While they do not report correlations to perception, Martin and Boothroyd (2000) found the ACC to be sensitive to changes in RMS amplitude that were as small as 1–2 dB. Martin (2007) did report results of a psychophysical test designed to determine how accurately their study participant could detect changes in F2 frequency for the stimuli used in their study. The stimulus set tested included F2 changes that ranged from 0 Hz to 1200 Hz. Stimuli that could not be reliably distinguished on the behavioral task did not elicit an EACC. These results are promising because they suggest that the EACC might serve as an electrophysiologic correlate to performance. However, this conclusion is based on results obtained from a single subject who had been diagnosed with auditory neuropathy/dys-synchrony and as such may not be generalizable to the wider implant population. Additionally, it is not clear from Martin (2007) why some of the changes in F2 frequency did not elicit an EACC. For example, it is possible that the changes in the acoustic signal resulted in a change in the electrical stimulus produced by the cochlear implant that was too small to be perceived by the listener and as such no EACC was evoked. It is also possible that the acoustic frequency change was too small to create a change in the electrical output of the device.

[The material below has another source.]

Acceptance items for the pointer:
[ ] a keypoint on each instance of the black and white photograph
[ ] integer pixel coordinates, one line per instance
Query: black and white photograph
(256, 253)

This would not be an issue if the device output were controlled directly as was done in the current study.
In this study, we expand on previously published results to include a wider range of listeners using stimulus conditions where the primary change used to evoke the response was a change in place of stimulation within the cochlea. One limitation of this investigation is that we cannot rule out the possibility that the stimuli we used to evoke the EACC may have contained concurrent changes in loudness as well as pitch. In order to minimize effects of level, we specifically chose electrodes to use that had similar C-level and dynamic ranges and we presented the stimuli at or near C-level for each study participant (See Table 2). All study participants, when queried, described the stimulus change as a change in pitch. However, in this preliminary work we did not explicitly balance loudness across the electrodes. Additional research is currently underway to assess sensitivity of the EACC to changes in electrode position for stimuli that are balanced in loudness and to assess the effects of changes in level for stimuli presented on a single electrode.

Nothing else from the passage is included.